Review of  Learner Corpus Research

Reviewer: Jungmin Lim
Book Title: Learner Corpus Research
Book Author: Vaclav Brezina Lynne Flowerdew
Publisher: Bloomsbury Publishing (formerly The Continuum International Publishing Group)
Linguistic Field(s): Discourse Analysis
Text/Corpus Linguistics
Language Acquisition
Corpus-based research in second language acquisition has contributed to the understanding of language development especially from the perspective of the usage-based approach; in many cases, corpus-based research has limited its scope to the investigation of language development while the pedagogical implication is not discussed and left to the readers’ own interpretation. This edited volume “Learner Corpus Research: New Perspectives and Applications” by Vaclav Brezina and Lynne Flowerdew is a timely and pedagogical contribution because it provides dedicated sections for practitioners who have been eager to see how learner corpus research can inform language teaching. This book consists of eight chapters divided into two parts. In the first part, three chapters discuss the roles of learner and task variables in a learner corpus. In the second part, invited authors reported empirical studies covering a wide range of topics in spoken and written learner corpora.
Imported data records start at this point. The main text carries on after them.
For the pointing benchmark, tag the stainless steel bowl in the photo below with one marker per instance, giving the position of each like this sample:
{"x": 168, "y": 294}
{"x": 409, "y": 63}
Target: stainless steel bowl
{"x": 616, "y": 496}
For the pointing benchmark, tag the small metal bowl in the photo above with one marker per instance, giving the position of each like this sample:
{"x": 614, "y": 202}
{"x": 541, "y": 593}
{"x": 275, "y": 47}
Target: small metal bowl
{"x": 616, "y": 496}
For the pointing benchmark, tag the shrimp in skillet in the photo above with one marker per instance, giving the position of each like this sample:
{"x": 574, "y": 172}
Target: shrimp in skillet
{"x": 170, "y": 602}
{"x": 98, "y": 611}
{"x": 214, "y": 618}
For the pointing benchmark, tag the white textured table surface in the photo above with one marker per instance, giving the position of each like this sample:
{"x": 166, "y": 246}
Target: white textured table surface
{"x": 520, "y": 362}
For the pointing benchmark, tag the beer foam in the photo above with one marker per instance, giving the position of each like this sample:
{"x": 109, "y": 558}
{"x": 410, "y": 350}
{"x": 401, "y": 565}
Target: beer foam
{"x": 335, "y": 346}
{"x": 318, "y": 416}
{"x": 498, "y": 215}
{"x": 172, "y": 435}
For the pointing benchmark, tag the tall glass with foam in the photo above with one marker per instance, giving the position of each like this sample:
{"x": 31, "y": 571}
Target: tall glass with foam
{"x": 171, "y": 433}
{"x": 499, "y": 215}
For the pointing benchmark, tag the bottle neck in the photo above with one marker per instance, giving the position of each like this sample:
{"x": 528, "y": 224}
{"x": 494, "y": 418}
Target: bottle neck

Part 1. Task and Learner Variables

In Chapter 1, “The effect of task and topic on opportunity of use in learner corpora”, Caines and Buttery open the discussion of the design issues of learner corpora by reporting their analysis of the Cambridge Learner Corpus as to to what extent topics affect lexical features, part-of-speech frequencies and subcategorization frames. They sample 408 B2-level essays of six topics (i.e., 68 essays * 6 topics) that represent distinct tasks (e.g., transactional, society, professional, narrative, autobiographical and administrative). They report some differential distribution of lexical and syntactic features across topics. For example, ‘society’ topic elicits more nouns, whereas ‘transactional’ topic involves more verb occurrences. ‘Narrative’ and ‘autobiographical’ essays include more adverbs than other prompts. On the syntactic level, they discuss that one group of topics (autobiographical, narrative, and society) elicit a greater range of subcategorization than the other group (administrative, professional, and transactional). With these findings, Caines and Buttery suggest that teachers utilize specific topics to induce learners to practice target forms. For example, if students need to practice more prepositional arguments, a teacher would deliberately choose a narrative prompt that the authors found most relevant to the construction.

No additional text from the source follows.